La invocación del picto
-Texto de contraportada-
Al norte y un poco al oeste del centro del mundo se alzan los Montes Raajniakiri; una cicatriz aserrada que contiene como un dique los páramos de hielo que se difuminan del otro lado en la nada. Allí, tan cerca del cielo que parece como si un tajo descuidado propinado a la luz de las estrellas pudiera rajar el pellejo de la noche, la vida supone una lucha constante; contra las fieras, contra los hombres, contra los dioses, pero sobre todo contra los implacables elementos. Esas tierras esculpen, a partir de la propia roca madre, un linaje muy especial. Hombres duros, taciturnos, pacientes como el liquen que poco a poco va devorando las montañas, pero al mismo tiempo de emociones explosivas una vez han sido despertadas.
En retrospectiva, se antoja evidente que aquel debía ser uno de los focos del incendio destinado a arrasar el mundo. Durante centurias, los iniciados habían propuesto y discutido candidatos: Rigale, Almadur, Tsempao… Confundieron la meta con el origen.
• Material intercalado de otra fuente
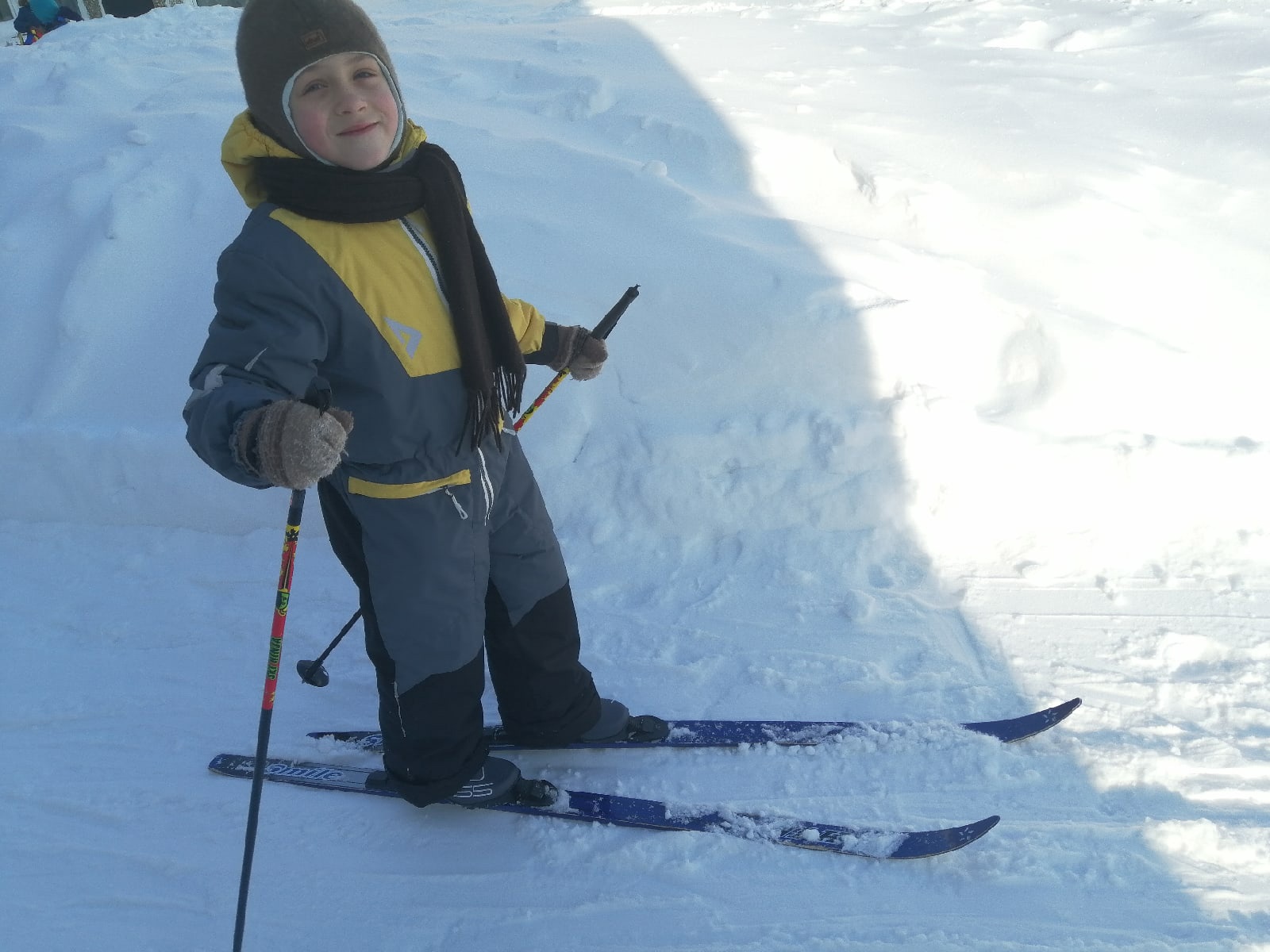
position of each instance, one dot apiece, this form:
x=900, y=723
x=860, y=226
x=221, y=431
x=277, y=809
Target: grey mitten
x=587, y=353
x=291, y=443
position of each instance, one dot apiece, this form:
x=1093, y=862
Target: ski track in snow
x=943, y=400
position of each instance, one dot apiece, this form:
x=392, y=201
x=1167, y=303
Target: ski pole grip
x=610, y=321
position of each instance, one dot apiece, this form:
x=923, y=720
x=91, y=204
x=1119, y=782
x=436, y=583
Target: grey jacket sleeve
x=264, y=344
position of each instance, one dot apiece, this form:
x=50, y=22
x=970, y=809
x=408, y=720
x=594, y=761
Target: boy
x=360, y=271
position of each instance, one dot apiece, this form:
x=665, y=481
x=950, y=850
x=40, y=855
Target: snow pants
x=450, y=579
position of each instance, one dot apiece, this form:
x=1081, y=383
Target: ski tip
x=929, y=843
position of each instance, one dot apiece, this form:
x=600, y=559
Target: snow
x=943, y=399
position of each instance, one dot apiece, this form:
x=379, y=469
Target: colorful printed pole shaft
x=601, y=330
x=271, y=689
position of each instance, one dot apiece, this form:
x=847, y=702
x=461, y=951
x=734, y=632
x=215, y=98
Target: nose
x=351, y=101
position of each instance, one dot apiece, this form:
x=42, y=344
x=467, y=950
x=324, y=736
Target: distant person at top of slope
x=38, y=17
x=360, y=270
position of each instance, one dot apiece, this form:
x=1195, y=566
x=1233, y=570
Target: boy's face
x=344, y=111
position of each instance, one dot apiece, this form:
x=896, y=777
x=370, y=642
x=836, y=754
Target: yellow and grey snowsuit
x=431, y=536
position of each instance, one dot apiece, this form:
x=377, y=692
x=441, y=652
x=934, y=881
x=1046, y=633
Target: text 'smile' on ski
x=649, y=731
x=645, y=814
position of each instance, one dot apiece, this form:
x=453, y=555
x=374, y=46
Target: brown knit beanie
x=279, y=38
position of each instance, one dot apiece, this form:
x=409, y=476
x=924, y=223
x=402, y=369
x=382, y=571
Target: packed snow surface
x=944, y=399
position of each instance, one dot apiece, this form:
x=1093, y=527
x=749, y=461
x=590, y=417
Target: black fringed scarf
x=493, y=366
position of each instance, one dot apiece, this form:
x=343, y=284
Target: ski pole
x=319, y=397
x=601, y=330
x=313, y=672
x=271, y=689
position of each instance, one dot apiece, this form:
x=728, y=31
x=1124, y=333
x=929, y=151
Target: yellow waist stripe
x=406, y=490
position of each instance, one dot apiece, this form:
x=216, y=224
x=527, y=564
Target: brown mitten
x=588, y=353
x=294, y=444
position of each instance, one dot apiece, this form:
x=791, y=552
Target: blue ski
x=645, y=814
x=649, y=731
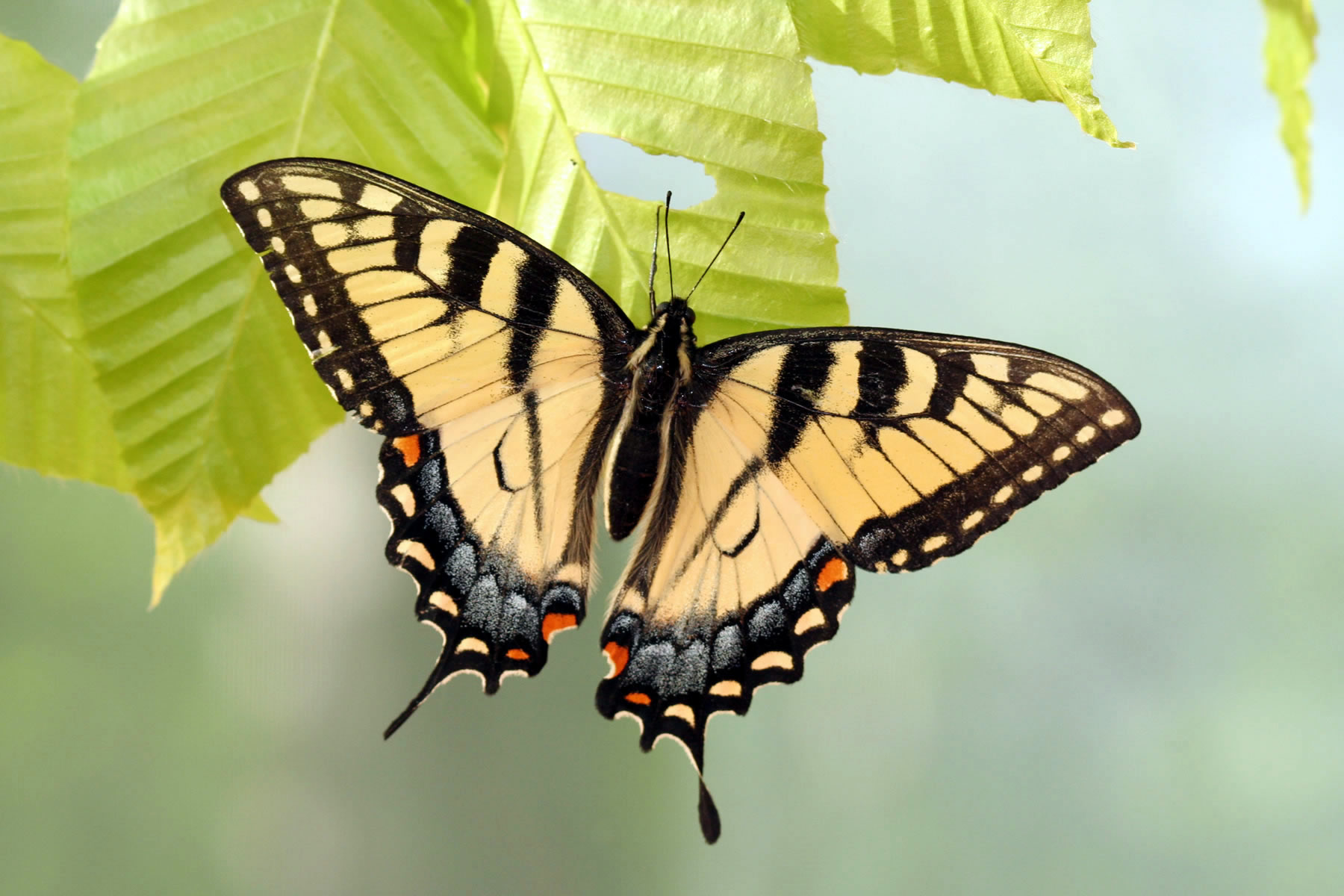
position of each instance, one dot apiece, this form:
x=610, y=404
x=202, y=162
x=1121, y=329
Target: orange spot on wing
x=557, y=622
x=618, y=656
x=409, y=447
x=835, y=570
Les cegó el orgullo. Tenían en demasiada estima los dudosos méritos de la civilización, ese artefacto de fachadas imponentes e interior hueco, erigido bajo el capricho absurdo de alguna especie de locura colectiva y perpetuado por simple hábito.
El orden es una aberración. Ha de ser impuesto al caos por la fuerza. Y resulta ingenuo pensar que su dictadura perdurará por siempre.